I wouldn't resolve an augmented triad by "lowering its root by a semitone" (*). Apart from anything else, totally symmetrical chords such as the augmented triad don't have a root. (All of the notes in the chord are a major 3rd apart, hence the symmetry).
Most commonly, the augmented note (G#) in your example, is treated as a leading note, so C-E-G# typically resolves onto A major (or A minor).
However, like its symmetrical friend, the diminished 7th chord, any of the notes of an augmented triad can be treated as a leading note. So, if you want to treat C as a leading note, your augmented triad could resolve onto a chord of Db major (or C# minor). If you want to treat E as a leading note, your augmented triad could resolve onto a chord of F major (or F minor).
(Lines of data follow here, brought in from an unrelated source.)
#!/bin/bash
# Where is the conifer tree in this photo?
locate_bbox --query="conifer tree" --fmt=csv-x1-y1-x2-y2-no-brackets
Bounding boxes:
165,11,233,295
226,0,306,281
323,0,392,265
This flexibility of treatment gives the augmented triad the ability (like the diminished 7th) to create a modulation to a variety of unrelated keys - although both chords are more commonly used for chromatic effect rather than modulation.
Does that help?
(*) Perhaps that "lowering the root by a semitone" refers to the bass in your example moving down from C to B while the upper parts continue with E and G#. This doesn't really resolve the chord as the B would simply be a passing note. It would, however, give you a second inversion of E major which would then resolve by moving to a chord of A (major or minor).